We wanted protein [antibody] microarrays to measure protein expression levels. Of course that requires that you have many different antibodies. Although it’s an interesting and promising technology, we have almost entirely gone with the mass spectrometry proteomics because it got around the requirement for specific binding partners. Several of my colleagues are developing high-throughput methods to develop single-chain antibodies with in vitro evolution selection techniques and RNA and DNA aptamers specific to each protein in a genome.
What is the main challenge of mass spectrometry?
The funny thing about mass spectrometry is that the technology is fantastic. What lags is the algorithmic side in interpreting the many spectra that come out of the machine and deciding which proteins produce the peptides that produce the spectra you are looking at. It actually turns out to be a very difficult computational problem.

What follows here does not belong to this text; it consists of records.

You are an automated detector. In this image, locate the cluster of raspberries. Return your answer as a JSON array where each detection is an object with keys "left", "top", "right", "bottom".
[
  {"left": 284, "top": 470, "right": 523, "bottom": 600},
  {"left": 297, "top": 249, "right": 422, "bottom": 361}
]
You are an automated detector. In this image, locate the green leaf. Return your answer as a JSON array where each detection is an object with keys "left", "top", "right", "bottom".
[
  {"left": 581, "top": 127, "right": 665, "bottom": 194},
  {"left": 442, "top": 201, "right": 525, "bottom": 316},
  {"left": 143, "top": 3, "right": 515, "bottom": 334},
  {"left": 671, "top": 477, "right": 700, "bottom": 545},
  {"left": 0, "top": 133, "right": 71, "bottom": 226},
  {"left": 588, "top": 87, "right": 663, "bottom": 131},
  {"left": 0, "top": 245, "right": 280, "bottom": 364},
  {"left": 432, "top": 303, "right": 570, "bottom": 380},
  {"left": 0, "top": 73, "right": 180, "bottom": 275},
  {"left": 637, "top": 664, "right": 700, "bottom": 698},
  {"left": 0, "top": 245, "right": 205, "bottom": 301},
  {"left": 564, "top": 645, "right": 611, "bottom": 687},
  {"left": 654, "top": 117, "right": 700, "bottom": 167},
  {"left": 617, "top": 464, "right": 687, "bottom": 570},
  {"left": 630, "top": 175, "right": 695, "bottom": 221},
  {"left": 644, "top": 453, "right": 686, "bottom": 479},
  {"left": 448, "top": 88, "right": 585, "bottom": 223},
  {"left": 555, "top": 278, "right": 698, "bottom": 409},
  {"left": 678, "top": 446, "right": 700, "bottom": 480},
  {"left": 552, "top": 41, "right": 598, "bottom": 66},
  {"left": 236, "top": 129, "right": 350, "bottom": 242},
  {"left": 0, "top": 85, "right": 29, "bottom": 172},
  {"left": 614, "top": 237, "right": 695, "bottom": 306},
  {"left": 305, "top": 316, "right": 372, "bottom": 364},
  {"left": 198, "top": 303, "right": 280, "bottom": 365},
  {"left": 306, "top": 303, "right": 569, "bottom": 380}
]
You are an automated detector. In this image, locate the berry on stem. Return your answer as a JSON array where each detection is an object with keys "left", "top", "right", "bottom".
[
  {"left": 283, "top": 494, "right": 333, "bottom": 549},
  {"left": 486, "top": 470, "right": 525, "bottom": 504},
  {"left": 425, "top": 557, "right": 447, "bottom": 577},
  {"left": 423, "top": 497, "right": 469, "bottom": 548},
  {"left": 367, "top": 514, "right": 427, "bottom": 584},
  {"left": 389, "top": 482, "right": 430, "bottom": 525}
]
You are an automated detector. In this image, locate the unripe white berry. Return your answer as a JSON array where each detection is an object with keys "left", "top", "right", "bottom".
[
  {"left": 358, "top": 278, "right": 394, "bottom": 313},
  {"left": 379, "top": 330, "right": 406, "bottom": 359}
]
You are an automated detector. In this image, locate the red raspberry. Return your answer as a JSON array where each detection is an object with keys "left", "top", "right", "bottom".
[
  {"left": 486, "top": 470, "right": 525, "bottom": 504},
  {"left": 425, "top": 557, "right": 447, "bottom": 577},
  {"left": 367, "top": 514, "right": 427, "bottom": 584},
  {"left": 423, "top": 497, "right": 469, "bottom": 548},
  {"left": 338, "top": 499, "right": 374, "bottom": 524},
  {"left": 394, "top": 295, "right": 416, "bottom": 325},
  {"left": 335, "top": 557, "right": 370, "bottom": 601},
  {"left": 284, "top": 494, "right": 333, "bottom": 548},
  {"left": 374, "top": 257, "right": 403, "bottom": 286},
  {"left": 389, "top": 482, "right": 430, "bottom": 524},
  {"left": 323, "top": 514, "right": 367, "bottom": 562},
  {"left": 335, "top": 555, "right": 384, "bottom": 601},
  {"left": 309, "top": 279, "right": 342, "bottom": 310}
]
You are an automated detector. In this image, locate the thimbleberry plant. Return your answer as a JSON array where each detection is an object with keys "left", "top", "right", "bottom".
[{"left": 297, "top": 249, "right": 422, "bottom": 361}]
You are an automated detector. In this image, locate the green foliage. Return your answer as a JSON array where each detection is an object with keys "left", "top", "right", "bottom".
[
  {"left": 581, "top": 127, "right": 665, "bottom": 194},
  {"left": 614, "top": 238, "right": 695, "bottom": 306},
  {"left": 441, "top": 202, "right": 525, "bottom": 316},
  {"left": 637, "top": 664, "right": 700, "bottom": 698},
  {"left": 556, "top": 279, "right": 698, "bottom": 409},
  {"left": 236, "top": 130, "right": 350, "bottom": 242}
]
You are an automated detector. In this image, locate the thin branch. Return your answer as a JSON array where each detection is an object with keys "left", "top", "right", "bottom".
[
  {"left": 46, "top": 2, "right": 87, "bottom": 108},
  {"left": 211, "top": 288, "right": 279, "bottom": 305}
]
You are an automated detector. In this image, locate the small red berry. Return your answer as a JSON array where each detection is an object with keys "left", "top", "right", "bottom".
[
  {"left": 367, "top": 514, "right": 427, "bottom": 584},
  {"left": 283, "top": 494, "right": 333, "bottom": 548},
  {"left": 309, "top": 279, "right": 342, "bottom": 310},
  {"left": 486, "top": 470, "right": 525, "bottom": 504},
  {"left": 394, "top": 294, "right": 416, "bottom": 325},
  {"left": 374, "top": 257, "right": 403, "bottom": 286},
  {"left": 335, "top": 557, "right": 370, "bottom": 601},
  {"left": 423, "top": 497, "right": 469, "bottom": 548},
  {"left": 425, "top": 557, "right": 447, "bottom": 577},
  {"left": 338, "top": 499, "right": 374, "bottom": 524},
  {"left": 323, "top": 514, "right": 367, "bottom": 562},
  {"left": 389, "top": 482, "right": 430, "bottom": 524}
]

We are working with a computer scientist named Daniel Miranker [at the University of Texas, Austin] to develop a software called MoBIoS. It is a general database management system for handling many types of biological data, including sequences and mass spectra, and is designed to speed up the searching of very large biological databases by virtue of the way data is stored and accessed. Within MoBIoS, we are building our own algorithms to do peptide mass fingerprinting and to map MS/MS spectra to peptides. We expect to be releasing versions over the next 6-12 months.
What exactly do these algorithms improve?
One area of improvement is how to handle posttranslational modifications in the database lookup. It adds a level of complexity, because obviously instead of looking for a perfect match in the database, now you are looking for a poor match, but a poor match of a certain type, which corresponds to a modification. Another area is the speed of the lookup, which is really just a matter of using different ways to code the algorithms. Currently it takes us about 12-15 hours of experimental time to analyze the complete proteome of a bacterium, and then about 12-15 hours of computer time, so it’s nowhere near in real time as we are analyzing it. That’s just a matter of tuning and tweaking and parallelizing the algorithms until they are running faster.
What about data storage?
This is another area that needs to be addressed, probably by the community as a whole: how to handle the data and how to remember the history of what’s been measured in the past. Other fields like protein crystallography and now DNA microarrays have universal standards as to data formats, and there are certain public databases available for microarray data and protein structure data. But nothing like that exists for proteomics. The closest is probably Swiss-2DPage. But there are only one or two public mass spectrometry proteomics datasets available. The deposition of these would really generate research in the field and allow people to make algorithmic improvements. Creating a history of proteins that you have previously identified is an effective way to recognize them again when you see them. Such a database would be for the raw spectral data, just as microarray data carry the raw information about the fluorescence of the spots on the chip. People are able to go back to the original chip data and reanalyze it under different statistical models, and get much more information. That’s surely going to happen with proteomics.
What is your involvement with Protein Pathways?
During my postdoc, six of us co-founded a protein company, called Protein Pathways and based in Los Angeles, that uses many of the computational approaches [licensed from UCLA] to reconstruct protein networks and then employ that information in the process of drug design and drug target identification. The company has, for a couple of years, focused on antibiotic development, and now has made the transition into human gene network analysis. It started an experimental arm to validate the targets identified computationally. I am both a co-founder and consultant for the company.